Именно в самой войне, с ее враждебностью ко всему, что свободно, нужно искать противостояние вражеской культуре, а не в культуре, которой противостоят. Должен ли кто-то из-за этого считать любой мир хорошим миром? Поступать так — значит проявлять невосприимчивость к реальности, которой не позавидуешь. Достаточно представить Нью-Йорк под бомбежкой, как многие французские, английские, бельгийские и русские города подвергались бомбардировкам с начала войны, чтобы осознать прилив сопротивления, который рождается в человечестве, целесообразный для правительства, чтобы вербовать и сплачивать до конца. Но для человека, который приобщился к демократической культуре, этот «конец» включает в себя демократию. Весь характер и весь дух не могут быть поглощены волей к исцелению убийственного врага его же ядом. Единственный путь, открытый для человека, который все еще заботится о демократической культуре, — это помнить о благородстве примера Линкольна: концентрируясь на соблазнах, а не на лицах, которые вызывают могучее бедствие войны, избегать военной паники и военной ненависти, которые будут бередить наши раны.
ВОЕННЫЕ ЭКСПЕРТЫ
«Война сейчас — это не вопрос крепкого сердца и сильной руки. Не то чтобы эти качества не имели своего места и ценности в современной войне; но они больше не являются главными или решающими факторами в этом деле.

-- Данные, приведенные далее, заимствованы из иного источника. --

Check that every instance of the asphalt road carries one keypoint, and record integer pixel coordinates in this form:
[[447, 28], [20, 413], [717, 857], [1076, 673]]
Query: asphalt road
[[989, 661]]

Подвиги, которые имеют значение в этой войне, — это технологические подвиги; подвиги технологической науки, промышленных приспособлений и технологической подготовки. Как уже было замечено ранее, это больше не война джентльменов, и джентльмен как таковой — не более чем помеха в игре, как она ведется».
—— Thorstein Veblen in The Nature of Peace.
Через парк в Вашингтоне я следовал за неспешной походкой двух британских офицеров. Их движение, подчеркнутое длинными тростями, имело военную размеренность, которая шла их седым волосам ветеранов. Они были в форме цвета хаки и кожаных крагах, красная полоса на плече отмечала их как штабных офицеров. Среди групп праздношатающихся нянь, привязанных младенцев и стариков, кормящих птиц попкорном, они казались представителями более величественной расы людей. После укола гражданской неполноценности я спросил, кто они такие, и узнал, что один из них — просто канадский юрист, и что, будучи военным судьей, он обязан каждое утро обуваться и надевать шпоры в своем гостиничном номере и ездить вверх-вниз на лифте в начищенных крагах, ради блага дела. Никогда в жизни он не слышал выстрела пулемета. Никогда он не размахивал ничем более опасным, чем семейный нож для разделки мяса. При осмотре его спутник выглядел столь же воинственно. Единственным настоящим ветераном в скверике был сморщенный старый пенсионер, кормивший ручных малиновок на траве.